More important than his schooling are Chee’s own experiences, his natural curiosity and desire to learn–all of which give the writer, already so well-equipped with his tools, a more than usually wide field in which to work. Chee addresses the traumas that have shaped him–his abuse as a child (which he wove into Edinburgh‘s heartbreaking pages), his father’s untimely death, his time as an AIDS activist in late 1980s San Francisco when he saw devastating violence at protests and ultimately lost many friends to the disease. But there are also moments of levity that have their own subtle power to illuminate. He details how reading tarot made him a better storyteller, how he found hope in tending to a rose garden, and how the act of dressing in drag opened his eyes: “Sometimes you don’t know who you are until you put on a mask.” Given the space Chee devotes to writing about technique, it’s hard not to scrutinize his form and delight in his biggest ideas and these lovely fragments of wisdom.

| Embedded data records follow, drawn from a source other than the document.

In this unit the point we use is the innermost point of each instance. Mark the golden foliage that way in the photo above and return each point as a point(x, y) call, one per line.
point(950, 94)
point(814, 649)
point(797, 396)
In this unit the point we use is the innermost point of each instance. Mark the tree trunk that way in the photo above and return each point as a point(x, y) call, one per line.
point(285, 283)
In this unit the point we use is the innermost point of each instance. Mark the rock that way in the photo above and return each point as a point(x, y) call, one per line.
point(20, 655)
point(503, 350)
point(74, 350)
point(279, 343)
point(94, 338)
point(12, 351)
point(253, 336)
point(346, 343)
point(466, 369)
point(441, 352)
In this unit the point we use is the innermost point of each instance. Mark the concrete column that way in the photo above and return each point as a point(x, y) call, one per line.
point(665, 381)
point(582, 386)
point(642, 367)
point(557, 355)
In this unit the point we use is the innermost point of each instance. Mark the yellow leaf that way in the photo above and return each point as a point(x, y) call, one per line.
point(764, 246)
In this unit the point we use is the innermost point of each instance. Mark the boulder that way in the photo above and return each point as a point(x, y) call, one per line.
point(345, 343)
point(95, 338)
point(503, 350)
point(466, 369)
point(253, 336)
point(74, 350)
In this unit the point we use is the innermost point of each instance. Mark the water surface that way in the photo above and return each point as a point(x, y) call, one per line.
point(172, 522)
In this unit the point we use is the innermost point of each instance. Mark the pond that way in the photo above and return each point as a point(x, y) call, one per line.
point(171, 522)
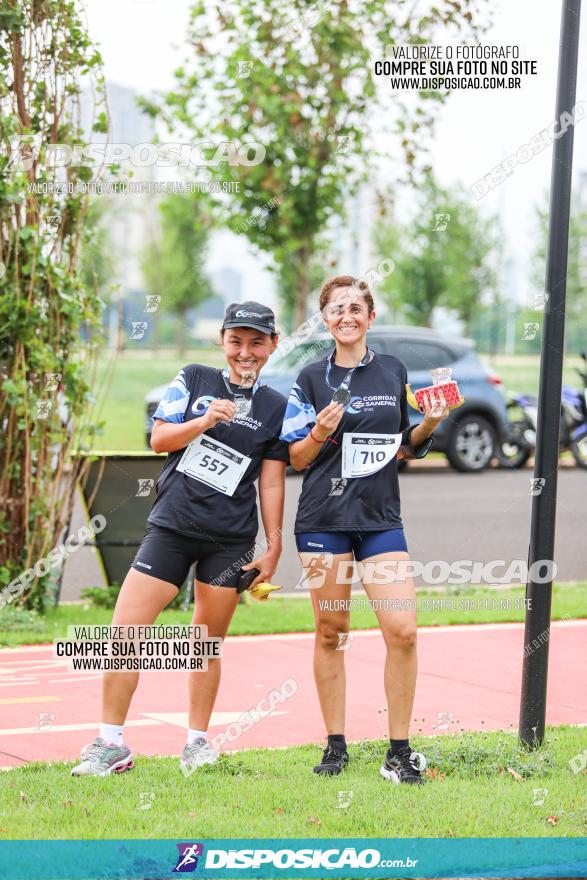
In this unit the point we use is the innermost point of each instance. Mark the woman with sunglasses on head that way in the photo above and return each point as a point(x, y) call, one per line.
point(220, 429)
point(347, 424)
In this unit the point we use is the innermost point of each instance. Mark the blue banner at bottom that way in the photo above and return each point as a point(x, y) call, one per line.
point(292, 858)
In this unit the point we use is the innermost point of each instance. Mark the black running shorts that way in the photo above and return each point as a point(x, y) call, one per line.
point(168, 555)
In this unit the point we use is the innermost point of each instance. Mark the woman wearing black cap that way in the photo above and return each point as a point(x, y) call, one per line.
point(220, 429)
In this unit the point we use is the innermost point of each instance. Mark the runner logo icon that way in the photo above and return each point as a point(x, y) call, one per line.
point(187, 860)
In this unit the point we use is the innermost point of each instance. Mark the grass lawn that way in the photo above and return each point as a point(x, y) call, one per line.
point(480, 785)
point(285, 614)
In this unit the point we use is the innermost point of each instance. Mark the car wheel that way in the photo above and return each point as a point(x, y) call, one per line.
point(515, 451)
point(472, 444)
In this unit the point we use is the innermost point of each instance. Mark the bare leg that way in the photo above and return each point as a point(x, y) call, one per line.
point(329, 671)
point(399, 632)
point(140, 601)
point(214, 608)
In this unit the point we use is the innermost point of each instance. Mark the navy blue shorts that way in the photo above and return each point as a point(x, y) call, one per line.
point(362, 544)
point(167, 555)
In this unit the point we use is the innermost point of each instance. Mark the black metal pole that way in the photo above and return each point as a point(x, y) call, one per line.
point(539, 595)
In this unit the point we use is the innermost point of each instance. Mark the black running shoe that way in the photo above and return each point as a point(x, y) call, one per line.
point(332, 762)
point(405, 766)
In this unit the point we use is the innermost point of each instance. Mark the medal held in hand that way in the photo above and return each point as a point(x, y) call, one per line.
point(342, 395)
point(242, 403)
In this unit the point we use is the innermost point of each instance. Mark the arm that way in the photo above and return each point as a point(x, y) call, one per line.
point(417, 437)
point(303, 452)
point(271, 500)
point(171, 436)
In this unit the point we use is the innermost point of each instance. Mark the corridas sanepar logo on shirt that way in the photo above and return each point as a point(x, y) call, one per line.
point(369, 402)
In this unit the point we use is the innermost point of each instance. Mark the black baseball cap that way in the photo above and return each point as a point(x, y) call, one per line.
point(249, 314)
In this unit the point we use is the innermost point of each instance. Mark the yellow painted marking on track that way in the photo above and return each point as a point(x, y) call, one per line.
point(39, 699)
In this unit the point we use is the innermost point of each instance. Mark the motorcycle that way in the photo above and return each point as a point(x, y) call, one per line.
point(521, 442)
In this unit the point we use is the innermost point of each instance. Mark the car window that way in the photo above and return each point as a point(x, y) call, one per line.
point(420, 355)
point(304, 353)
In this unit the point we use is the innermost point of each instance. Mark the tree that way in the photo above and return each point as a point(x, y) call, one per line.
point(296, 79)
point(173, 263)
point(49, 319)
point(443, 256)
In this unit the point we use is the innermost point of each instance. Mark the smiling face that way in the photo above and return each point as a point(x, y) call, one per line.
point(346, 315)
point(246, 351)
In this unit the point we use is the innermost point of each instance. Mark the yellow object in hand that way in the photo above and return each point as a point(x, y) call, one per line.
point(261, 592)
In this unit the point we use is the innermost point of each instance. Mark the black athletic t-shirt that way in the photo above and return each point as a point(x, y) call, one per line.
point(330, 502)
point(193, 507)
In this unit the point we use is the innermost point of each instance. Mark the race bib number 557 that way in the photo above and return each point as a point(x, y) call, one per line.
point(365, 454)
point(214, 463)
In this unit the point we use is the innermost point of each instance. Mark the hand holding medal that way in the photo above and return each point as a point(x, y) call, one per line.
point(242, 402)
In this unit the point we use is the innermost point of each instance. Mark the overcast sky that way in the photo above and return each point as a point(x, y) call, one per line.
point(142, 42)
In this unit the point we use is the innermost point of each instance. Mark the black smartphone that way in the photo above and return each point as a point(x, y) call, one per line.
point(246, 578)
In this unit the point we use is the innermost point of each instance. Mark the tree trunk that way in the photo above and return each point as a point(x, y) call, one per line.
point(301, 286)
point(181, 334)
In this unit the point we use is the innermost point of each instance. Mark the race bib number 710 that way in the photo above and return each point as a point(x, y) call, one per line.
point(214, 463)
point(365, 454)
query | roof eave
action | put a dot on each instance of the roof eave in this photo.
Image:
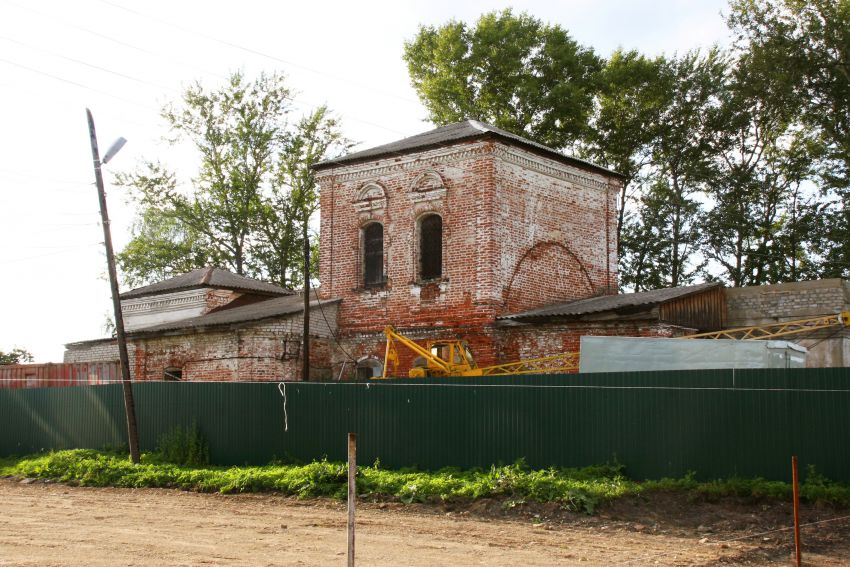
(552, 154)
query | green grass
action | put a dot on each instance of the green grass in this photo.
(581, 490)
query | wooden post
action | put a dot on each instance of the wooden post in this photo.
(352, 493)
(129, 403)
(795, 480)
(305, 350)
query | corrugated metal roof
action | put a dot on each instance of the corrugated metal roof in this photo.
(612, 302)
(453, 133)
(276, 307)
(207, 277)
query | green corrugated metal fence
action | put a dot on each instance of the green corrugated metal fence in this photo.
(716, 423)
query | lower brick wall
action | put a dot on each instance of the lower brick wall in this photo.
(491, 344)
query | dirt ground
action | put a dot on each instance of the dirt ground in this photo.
(52, 524)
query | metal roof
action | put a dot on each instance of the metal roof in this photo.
(612, 302)
(207, 277)
(454, 133)
(275, 307)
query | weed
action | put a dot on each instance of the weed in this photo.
(580, 490)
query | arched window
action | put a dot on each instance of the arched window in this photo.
(430, 247)
(369, 368)
(172, 374)
(373, 254)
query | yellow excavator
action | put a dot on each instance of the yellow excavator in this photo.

Like the best writers’ memoirs, How To Write an Autobiographical Novel is more of a show-by-example than a how-to, but it’s a wonderful guide nonetheless. That Chee has spent so much of his life writing and teaching and nurturing new talent comes through on every page of this book — but anyone who wants to see how a great writer champions other writers should follow Chee on social media. His generosity and lack of pretension make this collection inspirational for anyone pursuing a creative endeavor–and I promise I don’t mean this in a cheesy way.  In the latter pages of the book, he uncovers perhaps the most profound truth, both in craft and in the political sphere and in life: “I discovered I needed to teach not just how to write, but how to keep writing. How to face up to who you think is listening.” May he — and we — continue to do so.